Skeen asked Pittman to rise while the sentence was read. He stood up, twelve feet from the children who had accused him. Margie closed her eyes tightly, as if in prayer. Skeen read the sentence: life in prison, plus a $10,000 fine.

Before Skeen dismissed the jury, he thanked them, launching into a four-minute soliloquy on the wonder of the American justice system. “There has been a real, a very deep price paid for us to be in this courtroom,” he said in his deep East Texas drawl, “by a lot of men and women over a lot of years that have paid the price for us to have this type of system.” His voice cracked, and he had difficulty getting some of the words out. “It’s one that we always want to keep, and it’s provided by people like you who pull the heavy wagon, share the burden, and make the tough decisions.” He finished with an explanation that the flag that hangs in his courtroom formerly flew at ground zero, where the Twin Towers once stood.

The jurors smiled a little self-consciously.

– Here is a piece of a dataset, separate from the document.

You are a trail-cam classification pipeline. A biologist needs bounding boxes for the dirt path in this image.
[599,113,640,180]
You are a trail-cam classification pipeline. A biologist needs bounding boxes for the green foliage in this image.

They had only done their jobs. After they were dismissed, Pittman was handcuffed and led away. Half an hour later, Margie and the children left the courthouse too. Several of the kids carried papers or a small box, and a few of them skipped along the sidewalk. They would be back, all of them, soon. The next trial will likely begin in the same courtroom before the end of the year. We don’t know who is next—Jimmy or Sheila Sones or, since the DA has filed a motion to consolidate all of the remaining cases into one (including the retrials of Kelly and Jamie Pittman), perhaps multiple defendants.

After four decisive guilty verdicts, it’s likely that the next trial will have the same result, largely because it will be overseen by the same judge. “Due process demands that the defense gets to put on a case,” longtime Tyler defense attorney Bobby Mims told me. “Cassel was prevented by Skeen from doing that. Don’t get me wrong. Jack Skeen is a great guy. I love him. He’s one of my best friends. But he’s been a terrible judge on these cases.”

Mims went into his own soliloquy on the jury system. “Cassel proved that what these children say happened could not have happened. They were never in that swingers club. The problem is that juries don’t always make decisions based on logic. In this type of case they make them on their hearts or on fear. That’s a hazard of the jury system. Still, they should have all the evidence. If they then decide the defendant’s guilty, that’s fine.”

He paused. “But in these cases I don’t think they would have. I believe these people are innocent.”